Putting a player in check from 2 angles at same time in one move

easily possible. if you have your bishop and your queen and other person's king lined up on a file, then you move bishop sideways one square aiming at king, your queen is behind it also aiming at king. You should delete your first comment. it make it hard to trust your opinion, and you haven't answered my checkmate question anyway.

Ok thanks guys, like if the K is still in check after they do one move, then that's it I must win. Obviously I win. I just never heard or seen of it before, not anything like this anyway
I guess the fundamental rule is ... if you can't get out of check the other person wins via checkmate.
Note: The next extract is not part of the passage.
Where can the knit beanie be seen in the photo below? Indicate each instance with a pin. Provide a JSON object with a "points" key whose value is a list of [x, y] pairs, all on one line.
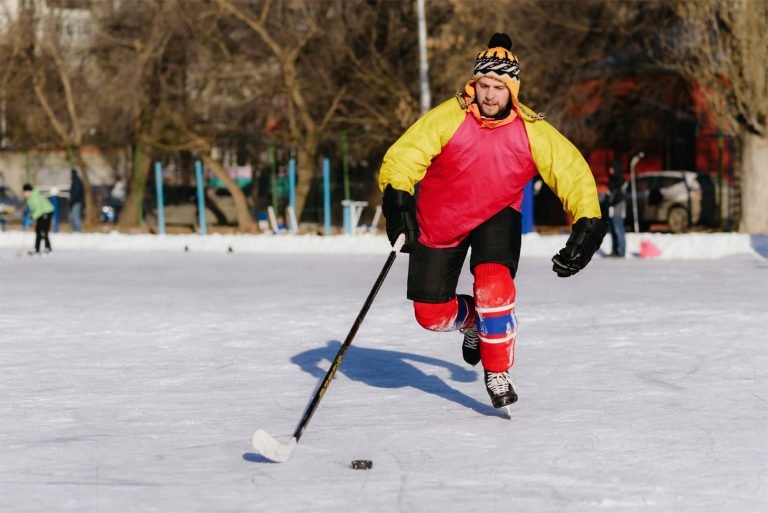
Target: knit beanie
{"points": [[500, 63]]}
The game is shaping up quite nicely for me I'll show you a pic. Of course that discovered double check is a lot further along in my wild dreams xD
I guess it's going so well for me because I made their own bishop so bad and they castled onto their bad side or something, now their powerful pieces are all a bit stuffed right now

I think this one game is showing me how powerful that pawn on e5 is for me too, even by itself which is very enlightening.

Powerrrrrrrrrrrrrrrrrr... Reveal your true form sadkid2008 have been super impressed by your elevated rating this week xD

Yep, it's a double check. 2 of the 3 ways to get out of check are unavailable to you if you get double-checked (capturing the opponent's piece and blocking the check). The only way out of a double check is to move the king - if you can't, it's checkmate!
We cover this tactical theme and many more on the "Tactical Training" video on chesspathways.com - feel free to check it out if interested, I'd love to get your feedback!
An illustration to explain Blakey's point.
Both the knight and the bishop can be captured, and the check from the bishop can be easily parried. Alas, the rules of chess only allow for one move to be made at a time, and thus we cannot eliminate the two simultaneous attacks by the knight and the bishop in a single turn by capturing or by defensive interference.
Hence, the king is forced to escape on his own. Ironically, the same queens in charge of capturing the knight and defending against the bishop actually block the king's escape squares and the king cannot run out to b7 since the b7 square is also under attack by the same bishop. This leaves Black with no legal move left to escape the check. Hence, the double-check cannot be parried effectively, and the position is a checkmate.
In this second case, the White king has escape squares to escape the double check, and hence, the position is not an immediate checkmate (but it will be in a matter of moments).
What is this called? If they can't block / remove both checking pieces at the same time, that's checkmate right?